There were some ranchers' wives who went out and helped their husbands work cattle. Even in Jerry's own family, there were ranchers' wives who would take their very small children on the saddle with them and take them out riding like that. Others told about being out riding with their babies in the saddle, and sometimes they'd just put 'em under a tree or something. That was kind of scary, but the children were protected by the Lord, I guess, because the mothers had to go out and help their husbands.
You don't really get taught by cowboys; you just go through experiences with them, and then you learn, oh, you don't do that.
One time I was going out riding with Jerry. He'd asked me to go riding with him, but I looked up and he wasn't anywhere. I looked down at the corral and he wasn't down there. Well, I hadn't gotten ready quick enough! He went off and left me!

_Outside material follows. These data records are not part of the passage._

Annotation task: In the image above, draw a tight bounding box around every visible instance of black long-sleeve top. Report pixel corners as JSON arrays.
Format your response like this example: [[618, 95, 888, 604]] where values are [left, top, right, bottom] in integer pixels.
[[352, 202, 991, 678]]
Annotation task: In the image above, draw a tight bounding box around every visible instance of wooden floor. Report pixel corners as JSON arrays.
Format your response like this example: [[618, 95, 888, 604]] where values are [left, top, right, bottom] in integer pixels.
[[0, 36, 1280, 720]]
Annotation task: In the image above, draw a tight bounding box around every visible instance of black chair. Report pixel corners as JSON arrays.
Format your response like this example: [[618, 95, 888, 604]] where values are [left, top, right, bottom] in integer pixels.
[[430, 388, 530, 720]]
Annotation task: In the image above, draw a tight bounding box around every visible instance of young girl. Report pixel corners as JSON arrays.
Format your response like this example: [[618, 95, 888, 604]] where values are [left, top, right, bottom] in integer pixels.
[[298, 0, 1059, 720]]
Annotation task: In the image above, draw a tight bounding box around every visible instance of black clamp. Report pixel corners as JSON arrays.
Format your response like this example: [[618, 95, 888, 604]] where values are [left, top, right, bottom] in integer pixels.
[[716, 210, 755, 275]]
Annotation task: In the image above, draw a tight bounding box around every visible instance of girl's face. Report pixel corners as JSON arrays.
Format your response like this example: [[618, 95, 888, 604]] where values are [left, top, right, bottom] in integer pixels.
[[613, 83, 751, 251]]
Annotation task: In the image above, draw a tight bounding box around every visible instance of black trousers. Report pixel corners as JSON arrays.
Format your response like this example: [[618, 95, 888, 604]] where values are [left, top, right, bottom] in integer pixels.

So I went down to the corral and he'd turned out my horse, Manoso, and Manoso was going out into the pasture right along the side of the barn there. The hill was real rocky and it came right into the corral there. So I got Manoso saddled up and got on him and then I went out to go find Jerry. Well, I went out there and I never did find him. Because, guess what, I was in the wrong pasture, number one, and number two, Jerry was hiding from me! He was bird-dogging me and watching me! I don't know what he went out to do and I don't know if he got what he wanted done out there or not, but I know he was just watching me and seeing what I was doing out there. I guess it was a test. I don't know if he thought I'd catch that horse. But he was just trying to teach me a lesson. He taught me lots of lessons!

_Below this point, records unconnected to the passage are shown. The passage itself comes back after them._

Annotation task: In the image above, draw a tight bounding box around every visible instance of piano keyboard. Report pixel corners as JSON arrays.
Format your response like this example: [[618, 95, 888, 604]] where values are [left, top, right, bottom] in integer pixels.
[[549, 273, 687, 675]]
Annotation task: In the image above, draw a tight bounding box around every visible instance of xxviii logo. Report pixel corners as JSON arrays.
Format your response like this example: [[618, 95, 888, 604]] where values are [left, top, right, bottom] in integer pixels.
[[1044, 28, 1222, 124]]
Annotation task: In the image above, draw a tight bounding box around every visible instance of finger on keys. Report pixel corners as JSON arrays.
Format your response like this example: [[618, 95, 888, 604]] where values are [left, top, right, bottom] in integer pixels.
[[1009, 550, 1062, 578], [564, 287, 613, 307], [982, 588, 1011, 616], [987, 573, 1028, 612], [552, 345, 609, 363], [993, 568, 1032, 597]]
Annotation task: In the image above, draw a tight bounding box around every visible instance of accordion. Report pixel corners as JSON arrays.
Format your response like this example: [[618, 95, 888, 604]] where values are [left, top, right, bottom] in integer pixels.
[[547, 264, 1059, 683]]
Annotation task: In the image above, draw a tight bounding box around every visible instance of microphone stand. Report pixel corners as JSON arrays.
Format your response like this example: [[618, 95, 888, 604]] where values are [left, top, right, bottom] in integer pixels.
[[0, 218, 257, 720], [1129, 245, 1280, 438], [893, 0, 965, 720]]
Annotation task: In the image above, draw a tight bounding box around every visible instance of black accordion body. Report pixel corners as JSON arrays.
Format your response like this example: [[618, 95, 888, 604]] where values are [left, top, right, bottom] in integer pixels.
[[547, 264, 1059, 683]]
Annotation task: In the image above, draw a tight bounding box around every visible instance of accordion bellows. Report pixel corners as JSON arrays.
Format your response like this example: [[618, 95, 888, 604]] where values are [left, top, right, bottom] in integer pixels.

When I got pregnant with our first child, our daughter, Jerry wanted me to go out riding with him. And I've heard of some women that have ridden all during their pregnancies. But when I went out there, my stomach just started hurting. I didn't really ride much after that, after we started having a family, until all our six children were gone, off married, going to college and on missions, and so forth. Then Jerry no longer had any help, so he'd roll his eyes and look at me and go, "What are you doing today?" And I'd go, "Do you need some help?"
Anyway, I became some of his help then and I started riding with him more. I remembered some of those skills he'd taught me early in our marriage. Of course, about that time he also started saddling my horse and all I had to do was unsaddle it, because I guess I was getting old and I wasn't strong enough to throw the saddle up on the horse anymore! And then he was always sayin', "Get him off in this ditch, and then you can get on easier!"
But one day we'd rounded up a pasture and brought the cattle in, and he was trying to sort 'em out and decide what he was going to do with them. I'd let one cow get over in a corral it wasn't supposed to be in, so I was really pushing on those cattle to get over there and correct my mistake. And this cow just reached up with her hind leg and kicked me right in the chest and knocked me on the ground. Jerry saw me fall and he came over there and kind of looked at me. Well, I got up and I guess he figured I felt fine, I don't know. Because we finished doing what we were doing, and then he came up here to the house and sat in this chair while I fixed him dinner. He didn't ask, "Are you feelin' okay?" or nothing. I guess he figured if I was up walking, I was okay. But that's the way these cowboys do. At least the way he's done, and I've kind of seen it with other cowboys, too. They don't pamper you much. They just figure if you're movin' you're okay.